= 1980–81 Austrian Hockey League season =

Austrian ice hockey season

The 1980–81 Austrian Hockey League season was the 51st season of the Austrian Hockey League, the top level of ice hockey in Austria.

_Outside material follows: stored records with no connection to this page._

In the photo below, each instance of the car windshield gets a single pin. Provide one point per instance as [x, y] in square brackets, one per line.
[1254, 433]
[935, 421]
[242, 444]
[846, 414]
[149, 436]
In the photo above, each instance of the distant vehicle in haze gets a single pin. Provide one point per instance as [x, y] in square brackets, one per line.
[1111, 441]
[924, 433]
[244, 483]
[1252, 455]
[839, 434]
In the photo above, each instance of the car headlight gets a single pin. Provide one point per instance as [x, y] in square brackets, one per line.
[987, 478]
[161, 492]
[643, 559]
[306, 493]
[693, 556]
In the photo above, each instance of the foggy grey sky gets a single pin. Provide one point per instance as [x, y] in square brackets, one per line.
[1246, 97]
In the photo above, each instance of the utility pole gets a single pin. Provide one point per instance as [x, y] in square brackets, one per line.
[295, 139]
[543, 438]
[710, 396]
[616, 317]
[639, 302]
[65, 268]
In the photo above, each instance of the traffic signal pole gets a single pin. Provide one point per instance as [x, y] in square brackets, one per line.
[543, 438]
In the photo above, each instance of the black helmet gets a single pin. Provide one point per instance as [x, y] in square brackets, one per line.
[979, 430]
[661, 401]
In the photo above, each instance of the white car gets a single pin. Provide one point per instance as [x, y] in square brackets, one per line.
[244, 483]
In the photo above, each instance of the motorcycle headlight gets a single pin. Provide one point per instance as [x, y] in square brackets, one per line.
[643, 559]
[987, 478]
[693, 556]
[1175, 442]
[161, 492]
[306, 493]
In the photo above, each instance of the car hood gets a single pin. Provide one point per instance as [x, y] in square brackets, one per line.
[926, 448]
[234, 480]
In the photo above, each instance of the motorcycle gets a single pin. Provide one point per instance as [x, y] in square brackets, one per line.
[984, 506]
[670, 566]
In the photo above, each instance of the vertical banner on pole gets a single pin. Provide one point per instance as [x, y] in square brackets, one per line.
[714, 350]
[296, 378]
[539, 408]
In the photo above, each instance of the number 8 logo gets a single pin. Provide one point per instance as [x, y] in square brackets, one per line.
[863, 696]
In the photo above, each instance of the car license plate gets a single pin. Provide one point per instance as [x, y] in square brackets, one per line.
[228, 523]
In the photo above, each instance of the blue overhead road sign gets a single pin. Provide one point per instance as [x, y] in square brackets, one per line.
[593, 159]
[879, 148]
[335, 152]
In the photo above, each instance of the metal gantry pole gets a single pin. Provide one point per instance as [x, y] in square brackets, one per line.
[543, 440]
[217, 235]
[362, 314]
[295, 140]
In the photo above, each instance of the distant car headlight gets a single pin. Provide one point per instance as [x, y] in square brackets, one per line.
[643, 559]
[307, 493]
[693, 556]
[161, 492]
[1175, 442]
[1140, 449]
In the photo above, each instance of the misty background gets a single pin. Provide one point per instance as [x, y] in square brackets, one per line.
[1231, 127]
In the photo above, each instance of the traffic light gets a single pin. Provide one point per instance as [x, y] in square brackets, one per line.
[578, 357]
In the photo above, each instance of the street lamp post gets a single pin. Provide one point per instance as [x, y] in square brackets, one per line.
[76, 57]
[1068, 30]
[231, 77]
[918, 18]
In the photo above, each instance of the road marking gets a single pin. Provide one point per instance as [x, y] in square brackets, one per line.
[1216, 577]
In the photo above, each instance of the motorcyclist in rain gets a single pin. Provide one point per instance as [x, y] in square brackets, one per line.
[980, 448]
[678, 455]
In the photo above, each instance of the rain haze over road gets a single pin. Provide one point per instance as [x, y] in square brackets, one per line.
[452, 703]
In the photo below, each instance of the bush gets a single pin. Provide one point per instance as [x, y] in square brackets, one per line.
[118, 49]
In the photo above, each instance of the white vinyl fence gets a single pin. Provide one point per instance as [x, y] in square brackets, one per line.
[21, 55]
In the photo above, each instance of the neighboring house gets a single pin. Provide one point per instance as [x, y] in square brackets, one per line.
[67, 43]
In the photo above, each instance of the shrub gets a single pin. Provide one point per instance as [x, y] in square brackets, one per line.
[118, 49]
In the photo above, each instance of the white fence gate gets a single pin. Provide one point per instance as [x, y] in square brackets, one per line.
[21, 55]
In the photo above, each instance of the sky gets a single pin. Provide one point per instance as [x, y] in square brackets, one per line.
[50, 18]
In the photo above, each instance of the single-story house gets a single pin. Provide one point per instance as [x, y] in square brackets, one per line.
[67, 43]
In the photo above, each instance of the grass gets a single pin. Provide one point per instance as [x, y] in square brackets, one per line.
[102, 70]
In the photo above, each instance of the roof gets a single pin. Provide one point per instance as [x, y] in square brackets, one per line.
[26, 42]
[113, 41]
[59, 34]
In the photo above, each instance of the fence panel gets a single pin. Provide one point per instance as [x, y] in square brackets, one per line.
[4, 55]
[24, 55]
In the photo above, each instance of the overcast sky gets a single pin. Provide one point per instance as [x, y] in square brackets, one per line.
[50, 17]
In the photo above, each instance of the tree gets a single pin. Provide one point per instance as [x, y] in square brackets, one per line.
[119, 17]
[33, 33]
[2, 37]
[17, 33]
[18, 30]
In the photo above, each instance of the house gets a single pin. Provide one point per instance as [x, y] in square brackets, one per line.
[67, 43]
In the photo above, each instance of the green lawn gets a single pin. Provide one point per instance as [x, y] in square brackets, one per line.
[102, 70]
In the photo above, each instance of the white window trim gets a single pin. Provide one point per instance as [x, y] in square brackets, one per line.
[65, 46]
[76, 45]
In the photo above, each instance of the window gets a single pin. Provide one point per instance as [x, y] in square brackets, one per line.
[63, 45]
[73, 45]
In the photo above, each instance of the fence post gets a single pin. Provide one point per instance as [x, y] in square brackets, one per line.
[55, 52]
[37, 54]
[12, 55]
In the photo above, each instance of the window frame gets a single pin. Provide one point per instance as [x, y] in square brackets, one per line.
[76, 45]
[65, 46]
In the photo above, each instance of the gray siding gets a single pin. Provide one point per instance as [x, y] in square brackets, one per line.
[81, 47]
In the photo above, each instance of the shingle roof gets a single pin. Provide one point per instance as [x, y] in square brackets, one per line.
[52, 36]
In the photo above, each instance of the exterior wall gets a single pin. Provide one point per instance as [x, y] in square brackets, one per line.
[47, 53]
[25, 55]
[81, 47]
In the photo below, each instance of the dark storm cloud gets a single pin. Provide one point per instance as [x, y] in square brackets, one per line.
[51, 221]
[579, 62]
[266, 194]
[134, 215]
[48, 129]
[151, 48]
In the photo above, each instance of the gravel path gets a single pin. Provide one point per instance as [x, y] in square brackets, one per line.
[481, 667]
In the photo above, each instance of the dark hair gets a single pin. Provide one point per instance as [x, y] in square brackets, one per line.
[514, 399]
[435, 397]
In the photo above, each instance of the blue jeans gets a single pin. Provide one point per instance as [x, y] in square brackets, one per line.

Eight teams participated in the league, and EC VSV won the championship.

==First round==

|  | Team | GP | W | L | T | GF | GA | Pts |
|---|---|---|---|---|---|---|---|---|
| 1. | Kapfenberger SV | 28 | 17 | 6 | 5 | 131 | 103 | 39 |
| 2. | EC VSV | 28 | 17 | 8 | 3 | 135 | 102 | 37 |
| 3. | Wiener EV | 28 | 13 | 10 | 5 | 124 | 110 | 31 |
| 4. | ECS Innsbruck | 28 | 14 | 12 | 2 | 141 | 120 | 30 |
| 5. | HC Salzburg | 28 | 10 | 10 | 8 | 86 | 91 | 28 |
| 6. | EC KAC | 28 | 10 | 14 | 4 | 123 | 121 | 24 |
| 7. | VEU Feldkirch | 28 | 8 | 17 | 3 | 115 | 163 | 19 |
| 8. | WAT Stadlau | 28 | 6 | 18 | 4 | 74 | 119 | 16 |

==Final round==

|  | Team | GP | W | L | T | GF | GA | Pts (Bonus) |
|---|---|---|---|---|---|---|---|---|
| 1. | EC VSV | 6 | 4 | 1 | 1 | 39 | 18 | 12 (3) |
| 2. | Wiener EV | 6 | 4 | 2 | 0 | 31 | 24 | 10 (2) |
| 3. | Kapfenberger SV | 6 | 1 | 3 | 2 | 24 | 37 | 8 (4) |
| 4. | ECS Innsbruck | 6 | 1 | 4 | 1 | 28 | 43 | 4 (1) |

==Qualification round==

|  | Team | GP | W | L | T | GF | GA | Pts (Bonus) |
|---|---|---|---|---|---|---|---|---|
| 5. | VEU Feldkirch | 6 | 4 | 1 | 1 | 46 | 26 | 11 (2) |
| 6. | EC KAC | 6 | 3 | 2 | 1 | 17 | 21 | 10 (3) |
| 7. | HC Salzburg | 6 | 2 | 3 | 1 | 22 | 25 | 9 (4) |
| 8. | WAT Stadlau | 6 | 1 | 4 | 1 | 20 | 33 | 4 (1) |

WAT Stadlau avoided relegation as ATSE Graz declined to be promoted.